Last week I came across an interesting idea from a few of my favorite bloggers. Since everyone is picking a word of the year; they also picked an “un” word for the year.A word to kick to the curb. A character trait, attitude, vice, etc. to consciously work on not being.
Novel idea, right?
I wasn’t sure if I would link up or not, but then I thought of a good one. Something I really want to overcome this year. It’s a great addition to my 2014 goals; much needed. And since I tend to take things literally, it actually starts with “un.”
This is actually a very specific thing I need to work on this year. While I feel thankful, I’m horrible at expressing it. My list of thank-you notes to write is currently too long. I know it’s a little out of style. Some people make fun of it or put it on their list of things they give themselves permission not to do. But, I really don’t want to go that route.

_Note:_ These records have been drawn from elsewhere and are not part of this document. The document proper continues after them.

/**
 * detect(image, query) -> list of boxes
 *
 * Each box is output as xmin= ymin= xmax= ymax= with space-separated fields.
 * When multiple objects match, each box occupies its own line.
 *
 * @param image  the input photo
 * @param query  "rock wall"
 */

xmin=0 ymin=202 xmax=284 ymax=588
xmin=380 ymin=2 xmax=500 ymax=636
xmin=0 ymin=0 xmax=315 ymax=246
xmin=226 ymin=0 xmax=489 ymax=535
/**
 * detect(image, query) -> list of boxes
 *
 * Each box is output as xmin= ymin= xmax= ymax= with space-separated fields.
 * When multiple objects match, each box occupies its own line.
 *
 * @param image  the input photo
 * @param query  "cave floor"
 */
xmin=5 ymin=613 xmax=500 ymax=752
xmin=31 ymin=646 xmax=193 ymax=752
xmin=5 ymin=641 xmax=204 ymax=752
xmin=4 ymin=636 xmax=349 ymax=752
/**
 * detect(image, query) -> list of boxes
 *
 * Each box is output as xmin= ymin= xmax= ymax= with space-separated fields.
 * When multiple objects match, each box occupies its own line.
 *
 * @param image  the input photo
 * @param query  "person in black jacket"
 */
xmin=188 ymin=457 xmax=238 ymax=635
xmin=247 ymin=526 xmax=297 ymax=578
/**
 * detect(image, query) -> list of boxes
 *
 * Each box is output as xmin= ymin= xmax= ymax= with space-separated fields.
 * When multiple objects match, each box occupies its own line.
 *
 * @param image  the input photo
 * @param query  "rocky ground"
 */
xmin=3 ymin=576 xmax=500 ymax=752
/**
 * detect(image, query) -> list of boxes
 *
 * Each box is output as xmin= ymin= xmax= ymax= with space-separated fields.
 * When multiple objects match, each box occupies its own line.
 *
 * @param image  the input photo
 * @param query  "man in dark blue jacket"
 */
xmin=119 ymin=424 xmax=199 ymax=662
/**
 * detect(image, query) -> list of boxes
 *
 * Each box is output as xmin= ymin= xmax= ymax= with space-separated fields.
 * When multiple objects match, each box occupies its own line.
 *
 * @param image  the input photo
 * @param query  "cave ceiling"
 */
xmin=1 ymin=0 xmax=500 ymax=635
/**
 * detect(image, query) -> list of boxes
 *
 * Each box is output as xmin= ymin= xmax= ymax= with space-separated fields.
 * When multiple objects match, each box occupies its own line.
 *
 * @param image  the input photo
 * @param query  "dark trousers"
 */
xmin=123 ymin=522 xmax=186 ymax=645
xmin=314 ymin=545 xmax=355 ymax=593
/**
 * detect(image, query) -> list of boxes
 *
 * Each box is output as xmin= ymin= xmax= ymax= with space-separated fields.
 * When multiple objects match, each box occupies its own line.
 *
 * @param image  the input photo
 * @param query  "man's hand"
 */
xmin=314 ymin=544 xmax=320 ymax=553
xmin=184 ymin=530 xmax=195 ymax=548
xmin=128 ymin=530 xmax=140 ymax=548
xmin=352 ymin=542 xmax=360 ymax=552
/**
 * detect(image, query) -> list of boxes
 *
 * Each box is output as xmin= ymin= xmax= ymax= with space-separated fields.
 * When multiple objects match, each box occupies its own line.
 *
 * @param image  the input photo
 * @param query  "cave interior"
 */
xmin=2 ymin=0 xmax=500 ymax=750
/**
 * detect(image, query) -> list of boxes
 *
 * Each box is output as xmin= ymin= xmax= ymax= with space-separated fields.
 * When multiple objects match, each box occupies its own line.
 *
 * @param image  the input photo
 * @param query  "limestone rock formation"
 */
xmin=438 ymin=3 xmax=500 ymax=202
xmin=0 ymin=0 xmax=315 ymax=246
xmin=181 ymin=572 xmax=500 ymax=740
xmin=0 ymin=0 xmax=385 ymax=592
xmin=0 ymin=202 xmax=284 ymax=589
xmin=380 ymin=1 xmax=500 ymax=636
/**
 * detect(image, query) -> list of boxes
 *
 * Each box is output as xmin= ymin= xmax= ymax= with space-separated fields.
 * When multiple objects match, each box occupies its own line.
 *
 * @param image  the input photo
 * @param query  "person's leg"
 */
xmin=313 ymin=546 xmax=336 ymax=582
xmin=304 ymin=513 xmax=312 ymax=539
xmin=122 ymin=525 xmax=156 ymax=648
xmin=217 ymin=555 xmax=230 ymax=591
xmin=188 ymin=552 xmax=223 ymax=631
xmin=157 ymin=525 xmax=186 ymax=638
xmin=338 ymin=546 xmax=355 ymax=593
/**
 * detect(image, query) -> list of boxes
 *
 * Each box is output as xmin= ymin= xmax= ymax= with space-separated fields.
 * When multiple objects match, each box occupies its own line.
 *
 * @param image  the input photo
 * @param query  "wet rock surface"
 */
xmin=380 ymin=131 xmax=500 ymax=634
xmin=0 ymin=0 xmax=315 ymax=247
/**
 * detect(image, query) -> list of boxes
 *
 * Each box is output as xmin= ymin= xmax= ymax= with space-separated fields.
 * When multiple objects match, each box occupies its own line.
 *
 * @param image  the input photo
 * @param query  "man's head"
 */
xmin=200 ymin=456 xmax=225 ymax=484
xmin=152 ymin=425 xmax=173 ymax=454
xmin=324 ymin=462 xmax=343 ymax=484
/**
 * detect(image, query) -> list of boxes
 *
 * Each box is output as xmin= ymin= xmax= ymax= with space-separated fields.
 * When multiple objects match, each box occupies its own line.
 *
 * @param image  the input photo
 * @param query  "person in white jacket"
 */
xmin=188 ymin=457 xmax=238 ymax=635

Theoretically, I want to make more effort to show personal thankfulness in this age of rapid communication and gratification. Even things like hostess gifts, little things that just say you appreciate the kindness shown to you; these are things I want to become. To grow out of the “oh, I forgot; I didn’t have time” excuses.

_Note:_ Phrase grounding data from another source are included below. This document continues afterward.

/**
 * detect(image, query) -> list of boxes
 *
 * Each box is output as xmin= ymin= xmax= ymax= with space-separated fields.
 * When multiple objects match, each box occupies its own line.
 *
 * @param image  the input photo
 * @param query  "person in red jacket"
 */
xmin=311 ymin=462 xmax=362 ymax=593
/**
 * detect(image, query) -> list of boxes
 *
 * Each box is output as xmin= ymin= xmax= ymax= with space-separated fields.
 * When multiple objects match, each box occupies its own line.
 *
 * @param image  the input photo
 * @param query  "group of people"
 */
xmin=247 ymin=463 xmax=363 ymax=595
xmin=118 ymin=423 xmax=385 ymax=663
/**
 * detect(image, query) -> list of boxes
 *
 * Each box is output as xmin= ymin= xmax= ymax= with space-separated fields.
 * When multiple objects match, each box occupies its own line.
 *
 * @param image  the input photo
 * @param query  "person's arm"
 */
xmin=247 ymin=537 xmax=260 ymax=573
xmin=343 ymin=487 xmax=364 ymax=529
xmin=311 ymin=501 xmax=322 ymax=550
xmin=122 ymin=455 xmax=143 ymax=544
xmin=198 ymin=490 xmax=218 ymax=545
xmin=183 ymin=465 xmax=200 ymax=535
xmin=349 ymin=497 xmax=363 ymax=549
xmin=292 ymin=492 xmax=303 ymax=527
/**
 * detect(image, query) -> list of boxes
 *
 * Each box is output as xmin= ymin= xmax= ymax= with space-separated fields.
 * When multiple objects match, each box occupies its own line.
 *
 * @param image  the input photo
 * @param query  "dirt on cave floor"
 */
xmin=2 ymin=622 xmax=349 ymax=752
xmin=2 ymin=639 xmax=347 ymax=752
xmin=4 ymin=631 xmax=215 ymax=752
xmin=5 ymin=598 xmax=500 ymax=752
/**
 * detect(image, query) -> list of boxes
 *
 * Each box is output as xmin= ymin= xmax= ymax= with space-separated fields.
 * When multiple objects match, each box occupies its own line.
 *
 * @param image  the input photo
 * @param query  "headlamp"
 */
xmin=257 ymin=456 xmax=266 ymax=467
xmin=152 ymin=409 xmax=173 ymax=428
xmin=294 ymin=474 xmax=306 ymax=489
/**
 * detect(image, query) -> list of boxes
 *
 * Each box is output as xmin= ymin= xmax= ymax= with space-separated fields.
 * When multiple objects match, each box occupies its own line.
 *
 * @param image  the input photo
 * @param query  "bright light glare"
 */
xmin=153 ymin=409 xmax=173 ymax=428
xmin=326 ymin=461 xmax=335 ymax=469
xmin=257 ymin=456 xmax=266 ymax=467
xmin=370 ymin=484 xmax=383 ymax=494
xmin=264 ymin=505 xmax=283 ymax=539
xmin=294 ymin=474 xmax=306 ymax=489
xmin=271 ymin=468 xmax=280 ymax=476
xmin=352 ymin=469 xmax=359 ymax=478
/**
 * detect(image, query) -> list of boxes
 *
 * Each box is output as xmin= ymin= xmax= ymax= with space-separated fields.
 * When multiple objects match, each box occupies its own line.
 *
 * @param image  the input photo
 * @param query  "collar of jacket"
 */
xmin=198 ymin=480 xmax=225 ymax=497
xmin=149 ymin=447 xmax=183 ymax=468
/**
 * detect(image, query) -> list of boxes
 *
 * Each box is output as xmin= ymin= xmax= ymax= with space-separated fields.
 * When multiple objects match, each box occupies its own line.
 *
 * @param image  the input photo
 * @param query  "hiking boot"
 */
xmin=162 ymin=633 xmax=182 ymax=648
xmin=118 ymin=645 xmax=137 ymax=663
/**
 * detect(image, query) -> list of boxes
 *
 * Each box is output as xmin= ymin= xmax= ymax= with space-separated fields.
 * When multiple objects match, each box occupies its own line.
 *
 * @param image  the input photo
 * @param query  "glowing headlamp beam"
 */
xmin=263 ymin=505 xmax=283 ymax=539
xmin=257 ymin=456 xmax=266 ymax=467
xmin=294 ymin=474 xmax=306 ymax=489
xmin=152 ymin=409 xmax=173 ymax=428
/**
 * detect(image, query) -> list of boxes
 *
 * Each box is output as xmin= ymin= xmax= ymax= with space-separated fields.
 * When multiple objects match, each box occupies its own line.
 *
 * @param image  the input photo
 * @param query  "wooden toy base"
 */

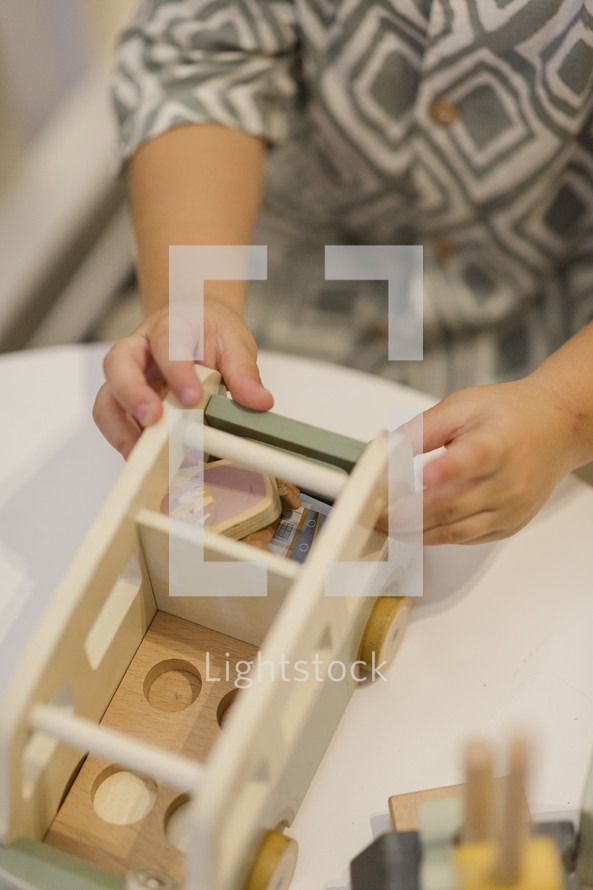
xmin=45 ymin=612 xmax=259 ymax=883
xmin=388 ymin=778 xmax=529 ymax=833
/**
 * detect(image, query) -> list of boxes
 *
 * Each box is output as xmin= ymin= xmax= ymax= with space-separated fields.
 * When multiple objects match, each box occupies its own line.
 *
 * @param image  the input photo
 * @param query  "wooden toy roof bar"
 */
xmin=0 ymin=366 xmax=414 ymax=890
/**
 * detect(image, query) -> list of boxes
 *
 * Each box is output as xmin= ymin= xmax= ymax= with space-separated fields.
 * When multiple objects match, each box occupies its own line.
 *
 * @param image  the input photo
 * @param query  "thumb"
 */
xmin=421 ymin=395 xmax=466 ymax=455
xmin=218 ymin=340 xmax=274 ymax=411
xmin=421 ymin=393 xmax=488 ymax=487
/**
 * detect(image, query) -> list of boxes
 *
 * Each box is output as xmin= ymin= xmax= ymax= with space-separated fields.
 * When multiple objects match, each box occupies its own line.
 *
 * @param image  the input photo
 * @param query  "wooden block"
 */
xmin=240 ymin=517 xmax=281 ymax=551
xmin=238 ymin=481 xmax=302 ymax=554
xmin=162 ymin=458 xmax=281 ymax=539
xmin=202 ymin=461 xmax=281 ymax=538
xmin=453 ymin=835 xmax=563 ymax=890
xmin=389 ymin=778 xmax=529 ymax=833
xmin=422 ymin=846 xmax=457 ymax=890
xmin=204 ymin=394 xmax=366 ymax=473
xmin=275 ymin=480 xmax=301 ymax=512
xmin=390 ymin=784 xmax=468 ymax=832
xmin=419 ymin=796 xmax=462 ymax=890
xmin=350 ymin=832 xmax=421 ymax=890
xmin=45 ymin=612 xmax=259 ymax=882
xmin=420 ymin=795 xmax=464 ymax=846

It won’t happen overnight. But I think it’s well worth working for a year to overcome this omissive unthankfulness.
My girls are already so much better at this than I am. They love to make thank-you notes, pictures and gifts. Do you think I’ve delivered all of those notes, pictures and gifts? I don’t want them to adopt their mom’s negligence.
Unthankfulness: you are not the problem; I am the problem. Prepare to be slowly replaced.